In June, Apple announced the results: an artificial intelligence layer for its entire product line. Cook also brokered a deal with the gold standard of chatbots, OpenAI, for its users to access ChatGPT. I got a few demos of what they planned to reveal, including a custom emoji maker with word prompts and an easy-to-use AI image generator called Image Playground. (I haven’t yet tested reviving Siri, Apple’s frail AI agent.)

Perhaps what sets Apple’s AI apart most – at least according to Apple – is the focus on privacy that has been a hallmark of the Cook regime. The AI ​​tools that are rolled out through software updates to the latest iPhones and relatively up-to-date Macs will largely run on the device itself — you’re not sending data to the cloud. Cook ensures that computation for more intricate AI tasks takes place in secure regions of Apple’s data centers.

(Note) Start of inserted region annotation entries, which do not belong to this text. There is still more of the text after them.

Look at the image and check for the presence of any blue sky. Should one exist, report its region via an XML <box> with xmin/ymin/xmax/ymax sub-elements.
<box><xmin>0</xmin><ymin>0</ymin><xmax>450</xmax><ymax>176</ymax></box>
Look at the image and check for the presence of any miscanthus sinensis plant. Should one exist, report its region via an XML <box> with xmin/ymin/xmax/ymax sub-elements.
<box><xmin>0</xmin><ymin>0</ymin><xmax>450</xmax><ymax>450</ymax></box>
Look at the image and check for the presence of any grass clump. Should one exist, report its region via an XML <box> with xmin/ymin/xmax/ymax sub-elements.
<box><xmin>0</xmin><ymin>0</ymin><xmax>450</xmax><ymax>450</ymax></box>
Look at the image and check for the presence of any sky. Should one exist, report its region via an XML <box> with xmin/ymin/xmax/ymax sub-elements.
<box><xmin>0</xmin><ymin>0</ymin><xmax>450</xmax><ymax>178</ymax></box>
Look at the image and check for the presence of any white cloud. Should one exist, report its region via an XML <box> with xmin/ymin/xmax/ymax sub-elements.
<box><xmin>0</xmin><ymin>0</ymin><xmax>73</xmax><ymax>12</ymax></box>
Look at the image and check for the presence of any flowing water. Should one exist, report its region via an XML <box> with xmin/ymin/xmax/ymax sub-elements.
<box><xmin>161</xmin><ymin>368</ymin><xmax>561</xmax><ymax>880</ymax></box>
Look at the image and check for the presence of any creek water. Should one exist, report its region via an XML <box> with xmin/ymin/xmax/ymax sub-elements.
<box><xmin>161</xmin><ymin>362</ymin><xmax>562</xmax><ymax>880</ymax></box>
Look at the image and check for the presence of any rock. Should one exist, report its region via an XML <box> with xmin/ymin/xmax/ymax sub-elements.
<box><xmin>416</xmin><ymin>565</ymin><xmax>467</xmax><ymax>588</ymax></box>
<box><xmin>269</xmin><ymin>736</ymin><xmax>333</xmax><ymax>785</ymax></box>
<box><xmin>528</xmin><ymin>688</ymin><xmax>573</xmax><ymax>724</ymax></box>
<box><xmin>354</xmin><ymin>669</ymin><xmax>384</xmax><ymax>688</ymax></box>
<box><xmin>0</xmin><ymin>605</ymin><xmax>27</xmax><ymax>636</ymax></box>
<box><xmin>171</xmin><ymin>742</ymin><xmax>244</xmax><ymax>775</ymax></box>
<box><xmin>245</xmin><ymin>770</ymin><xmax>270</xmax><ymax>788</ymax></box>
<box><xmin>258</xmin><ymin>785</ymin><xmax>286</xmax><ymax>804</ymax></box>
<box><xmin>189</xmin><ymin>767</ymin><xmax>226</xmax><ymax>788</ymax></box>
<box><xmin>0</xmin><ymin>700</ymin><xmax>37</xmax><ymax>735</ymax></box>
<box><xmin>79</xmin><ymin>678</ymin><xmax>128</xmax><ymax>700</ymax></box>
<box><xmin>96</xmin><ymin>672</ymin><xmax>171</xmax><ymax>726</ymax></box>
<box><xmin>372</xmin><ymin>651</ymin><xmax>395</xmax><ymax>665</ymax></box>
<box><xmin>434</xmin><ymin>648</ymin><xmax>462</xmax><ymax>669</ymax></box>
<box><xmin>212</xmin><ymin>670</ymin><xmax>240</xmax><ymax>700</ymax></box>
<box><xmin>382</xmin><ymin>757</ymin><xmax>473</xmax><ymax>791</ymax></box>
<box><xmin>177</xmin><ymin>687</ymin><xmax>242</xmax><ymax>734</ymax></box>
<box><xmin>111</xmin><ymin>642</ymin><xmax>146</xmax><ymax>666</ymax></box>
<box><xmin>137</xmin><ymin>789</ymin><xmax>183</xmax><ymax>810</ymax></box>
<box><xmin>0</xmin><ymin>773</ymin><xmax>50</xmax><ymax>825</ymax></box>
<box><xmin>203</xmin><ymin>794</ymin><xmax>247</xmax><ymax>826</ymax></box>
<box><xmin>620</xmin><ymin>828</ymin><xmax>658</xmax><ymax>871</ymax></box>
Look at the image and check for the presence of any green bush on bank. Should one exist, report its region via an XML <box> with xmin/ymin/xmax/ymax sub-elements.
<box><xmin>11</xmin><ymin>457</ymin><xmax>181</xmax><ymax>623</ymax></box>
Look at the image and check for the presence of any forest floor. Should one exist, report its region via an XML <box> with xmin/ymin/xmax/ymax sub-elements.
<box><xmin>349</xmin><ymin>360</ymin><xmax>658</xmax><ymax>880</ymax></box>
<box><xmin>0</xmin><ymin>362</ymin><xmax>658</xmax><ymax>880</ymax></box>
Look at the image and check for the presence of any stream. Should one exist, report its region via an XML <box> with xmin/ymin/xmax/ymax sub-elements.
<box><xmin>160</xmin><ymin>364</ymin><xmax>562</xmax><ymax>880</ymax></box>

Another thing I’m reminded of back on the Ring is how skillfully Cook touts the results of his gigantic decisions, from the Apple Watch to a bet on custom silicon chips that unleashed innovations that improved Apple’s phones and laptops. (And that’s not to mention the decisions that didn’t work out, like that multibillion-dollar sharp car project.) When he walks into the conference room where we meet, I know Cook will be unusually cordial, displaying the mannerisms honed during his visit to his childhood Alabama, calmly exaggerating advantages of Apple products and fending off criticism of his powerful company. (And when asked for comment on the election results that came after our conversation, he chose to keep his views to himself). Steve Jobs pounced on the journalist like rain in Buenaventura, aggressively presenting his message; Cook shrouds his interlocutors in a gentle fog and admiringly shares with them his assessments of his company’s efforts.

The final judgment will of course come from the users. But if 40 years of working on Apple has taught me anything, it’s this: if the first version of AI proves to be inadequate, an unrepentant Cook will appear on a pre-recorded keynote in the future, praising the up-to-date version as “the best Apple intelligence we’ve ever made.” built.” Despite all the pressure, Tim Cook never lets you see him sweat.